A shift in the weather pattern this month doesn’t necessarily indicate a cool harvest season on the way or increased chances of an early frost.

A cold front rolled into the Midwest the first week of the month and dropped low temperatures into the 50s with highs in the 70s.

The National Weather Service predicted temperatures in Illinois would remain below average through the first half of August.

This was a revision from its previous August outlook, which called for the warmer-than-normal pattern to continue in Illinois.
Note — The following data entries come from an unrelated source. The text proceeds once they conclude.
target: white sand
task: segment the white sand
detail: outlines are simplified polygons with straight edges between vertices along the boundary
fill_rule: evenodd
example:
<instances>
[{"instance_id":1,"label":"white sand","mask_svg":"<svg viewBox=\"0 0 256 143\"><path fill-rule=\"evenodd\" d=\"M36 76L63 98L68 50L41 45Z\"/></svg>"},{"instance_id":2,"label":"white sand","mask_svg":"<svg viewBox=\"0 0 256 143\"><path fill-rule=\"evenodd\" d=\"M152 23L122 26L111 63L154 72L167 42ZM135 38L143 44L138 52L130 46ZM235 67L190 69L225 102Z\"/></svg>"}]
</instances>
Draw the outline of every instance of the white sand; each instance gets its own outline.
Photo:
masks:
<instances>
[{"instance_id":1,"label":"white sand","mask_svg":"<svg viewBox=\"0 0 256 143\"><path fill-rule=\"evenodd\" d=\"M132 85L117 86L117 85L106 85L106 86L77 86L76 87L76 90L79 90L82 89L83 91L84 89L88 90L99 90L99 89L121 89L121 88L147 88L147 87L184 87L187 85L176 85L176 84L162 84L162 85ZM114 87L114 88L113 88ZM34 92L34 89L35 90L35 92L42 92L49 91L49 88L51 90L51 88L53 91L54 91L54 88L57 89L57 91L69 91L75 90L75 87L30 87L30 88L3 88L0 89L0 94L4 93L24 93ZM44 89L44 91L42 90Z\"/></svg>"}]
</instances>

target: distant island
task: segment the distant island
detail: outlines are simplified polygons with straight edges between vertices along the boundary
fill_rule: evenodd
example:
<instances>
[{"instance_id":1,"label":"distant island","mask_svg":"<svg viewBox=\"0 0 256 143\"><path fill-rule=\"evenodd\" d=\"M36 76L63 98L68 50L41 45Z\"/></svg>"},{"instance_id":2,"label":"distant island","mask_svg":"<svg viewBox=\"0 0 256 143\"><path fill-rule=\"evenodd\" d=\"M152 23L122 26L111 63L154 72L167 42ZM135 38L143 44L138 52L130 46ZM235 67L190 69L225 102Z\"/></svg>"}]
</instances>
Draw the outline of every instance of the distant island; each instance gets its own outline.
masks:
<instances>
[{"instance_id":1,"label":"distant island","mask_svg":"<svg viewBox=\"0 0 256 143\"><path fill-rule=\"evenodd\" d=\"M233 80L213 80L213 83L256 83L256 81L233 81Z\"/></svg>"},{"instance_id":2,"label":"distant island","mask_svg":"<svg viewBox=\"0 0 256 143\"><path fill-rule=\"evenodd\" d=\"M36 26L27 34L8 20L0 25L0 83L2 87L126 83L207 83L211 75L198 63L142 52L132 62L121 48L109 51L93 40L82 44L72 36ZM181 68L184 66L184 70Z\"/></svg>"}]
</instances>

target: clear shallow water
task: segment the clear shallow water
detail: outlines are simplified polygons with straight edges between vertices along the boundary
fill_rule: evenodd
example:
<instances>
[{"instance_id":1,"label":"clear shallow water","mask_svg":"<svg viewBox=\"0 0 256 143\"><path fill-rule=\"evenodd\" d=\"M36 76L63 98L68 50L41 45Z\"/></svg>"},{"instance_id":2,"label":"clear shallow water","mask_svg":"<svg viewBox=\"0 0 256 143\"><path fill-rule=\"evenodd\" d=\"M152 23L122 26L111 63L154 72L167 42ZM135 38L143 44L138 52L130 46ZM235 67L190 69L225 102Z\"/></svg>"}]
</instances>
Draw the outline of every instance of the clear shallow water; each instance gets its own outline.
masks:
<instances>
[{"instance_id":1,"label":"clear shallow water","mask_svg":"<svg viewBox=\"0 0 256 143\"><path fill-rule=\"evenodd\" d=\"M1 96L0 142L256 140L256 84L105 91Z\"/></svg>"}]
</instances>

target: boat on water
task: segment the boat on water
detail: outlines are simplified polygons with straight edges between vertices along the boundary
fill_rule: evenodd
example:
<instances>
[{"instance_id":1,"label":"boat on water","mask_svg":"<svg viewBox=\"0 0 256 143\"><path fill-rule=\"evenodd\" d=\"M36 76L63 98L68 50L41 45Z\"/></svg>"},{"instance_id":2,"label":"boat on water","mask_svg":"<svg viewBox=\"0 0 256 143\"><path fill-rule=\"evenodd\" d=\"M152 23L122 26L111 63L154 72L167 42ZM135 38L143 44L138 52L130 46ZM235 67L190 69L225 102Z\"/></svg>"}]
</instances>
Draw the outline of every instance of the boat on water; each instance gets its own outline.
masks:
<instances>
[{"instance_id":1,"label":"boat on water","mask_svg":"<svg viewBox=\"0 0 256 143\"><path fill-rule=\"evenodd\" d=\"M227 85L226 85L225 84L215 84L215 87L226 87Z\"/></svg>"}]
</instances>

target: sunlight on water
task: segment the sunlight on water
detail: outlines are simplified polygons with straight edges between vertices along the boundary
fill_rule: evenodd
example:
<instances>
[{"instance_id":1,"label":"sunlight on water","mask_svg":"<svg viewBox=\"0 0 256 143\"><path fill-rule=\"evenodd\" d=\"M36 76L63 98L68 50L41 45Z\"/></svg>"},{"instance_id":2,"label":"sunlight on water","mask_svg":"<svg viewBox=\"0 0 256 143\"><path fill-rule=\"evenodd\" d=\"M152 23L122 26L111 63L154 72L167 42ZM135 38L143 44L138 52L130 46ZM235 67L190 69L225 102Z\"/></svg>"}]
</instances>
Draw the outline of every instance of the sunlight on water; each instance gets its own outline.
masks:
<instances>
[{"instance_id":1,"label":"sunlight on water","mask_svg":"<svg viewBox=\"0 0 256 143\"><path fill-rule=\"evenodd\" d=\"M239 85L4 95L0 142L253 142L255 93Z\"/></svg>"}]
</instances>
Only May was cooler than normal from January through July.

“We’ve had a cool start to the month, but I think it will be a pretty decent month for soybeans to get in their primary reproductive time frame,” said Bryce Anderson, DTN senior ag meteorologist. “One thing that makes me nervous is if the eastern section of the Corn Belt stays wet enough to cause issues there.”           

The first frost typically occurs in Illinois around early to mid-October in northern Illinois and later in the month in the southern half of the state.

“Temperatures in August have little relevance to the risk of early frost,” said Jim Angel, state climatologist with the Illinois State Water Survey.

In fact, Anderson believes the warm trend may return and possibly delay the first frost this fall by a week or two.

The National Weather Service predicted an increased chance of above-normal temperatures this fall in Illinois, prior to its revision for August.

“It doesn’t look like there will be an early end to the growing season with an early frost,” Anderson said. “The idea that temperatures could be above normal for the fall season leads to the idea the first frost will be a little later arriving. That’s not a bad situation.”

Anderson’s moisture outlook calls for a possible improvement of abnormally dry conditions in parts of central and southern Illinois.

But the drought west of the Mississippi River likely will linger.

“In central and southern Illinois, there’ll be chances for the drier pattern to improve to finish out summer,” Anderson said. “But, from central Iowa west and northwest, I don’t think there will be a real drought-ending type of rainfall pattern through the fall season.”

Elsewhere, a warm summer in the Delta and southern Plains could lead to an early start to harvest in those areas.

So, how could that possibly impact farmers in Illinois and other northerly locations?

“We could see an earlier-than-normal supply of new-crop corn in the cash grain market from the southern Corn Belt,” Anderson said. “That might show up in the cash grain analysis.”